🤖 AI Summary
In distributed data settings where block-wise missingness occurs across sites—i.e., certain sites completely lack specific variables—and sharing individual-level data is prohibited, existing methods suffer from inefficiency and privacy risks.
Method: We propose a communication-efficient augmented one-step estimation framework that leverages data-driven “transfer functions” to integrate summary statistics from external sites. It requires only a single round of low-dimensional statistic exchange to enhance semiparametric inference efficiency at the target site.
Contribution/Results: The estimator is proven to be harmless (i.e., never worse than local estimation), achieves the regular semiparametric efficiency bound, and remains asymptotically normal in multi-site high-dimensional settings.

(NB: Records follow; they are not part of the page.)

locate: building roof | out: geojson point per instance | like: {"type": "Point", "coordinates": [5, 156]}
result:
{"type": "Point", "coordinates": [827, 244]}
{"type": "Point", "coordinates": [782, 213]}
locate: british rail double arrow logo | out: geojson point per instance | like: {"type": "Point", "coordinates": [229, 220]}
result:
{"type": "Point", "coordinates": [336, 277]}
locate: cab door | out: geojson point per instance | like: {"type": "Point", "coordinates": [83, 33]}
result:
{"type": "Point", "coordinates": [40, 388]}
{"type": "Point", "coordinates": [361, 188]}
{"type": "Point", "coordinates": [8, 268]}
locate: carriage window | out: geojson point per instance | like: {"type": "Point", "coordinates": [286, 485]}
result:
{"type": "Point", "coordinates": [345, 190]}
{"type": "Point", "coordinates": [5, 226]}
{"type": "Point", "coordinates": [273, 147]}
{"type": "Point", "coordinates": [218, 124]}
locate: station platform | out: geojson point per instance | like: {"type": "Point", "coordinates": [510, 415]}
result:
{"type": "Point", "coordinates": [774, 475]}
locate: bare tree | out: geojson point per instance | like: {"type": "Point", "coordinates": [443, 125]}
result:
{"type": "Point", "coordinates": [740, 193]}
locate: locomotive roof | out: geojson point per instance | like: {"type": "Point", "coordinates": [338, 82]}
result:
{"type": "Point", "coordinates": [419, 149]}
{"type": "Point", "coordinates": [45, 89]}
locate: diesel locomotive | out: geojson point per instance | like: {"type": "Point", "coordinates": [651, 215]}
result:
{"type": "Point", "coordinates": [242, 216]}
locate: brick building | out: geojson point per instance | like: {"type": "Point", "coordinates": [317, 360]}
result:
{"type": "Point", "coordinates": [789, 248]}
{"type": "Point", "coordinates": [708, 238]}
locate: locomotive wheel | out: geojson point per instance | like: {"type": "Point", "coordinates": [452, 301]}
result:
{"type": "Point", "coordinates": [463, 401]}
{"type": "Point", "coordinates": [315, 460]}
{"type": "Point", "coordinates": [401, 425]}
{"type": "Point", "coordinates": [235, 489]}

Simulation studies demonstrate substantial improvements in statistical efficiency over state-of-the-art distributed estimators, while maintaining computational feasibility and strict privacy constraints—making it well-suited for large-scale, privacy-sensitive distributed analysis.
📝 Abstract
We consider statistical inference for a finite-dimensional parameter in a regular semiparametric model under a distributed setting with blockwise missingness, where entire blocks of variables are unavailable at certain sites and sharing individual-level data is not allowed. To improve efficiency of the internal study, we propose a class of augmented one-step estimators that incorporate information from external sites through ``transfer functions.'' The proposed approach has several advantages. First, it is communication-efficient, requiring only one-round communication of summary-level statistics. Second, it satisfies a do-no-harm property in the sense that the augmented estimator is no less efficient than the original one based solely on the internal data. Third, it is statistically optimal, achieving the semiparametric efficiency bound when the transfer function is appropriately estimated from data. Finally, it is scalable, remaining asymptotically normal even when the number of external sites and the data dimension grow exponentially with the internal sample size. Simulation studies confirm both the statistical efficiency and computational feasibility of our method in distributed settings.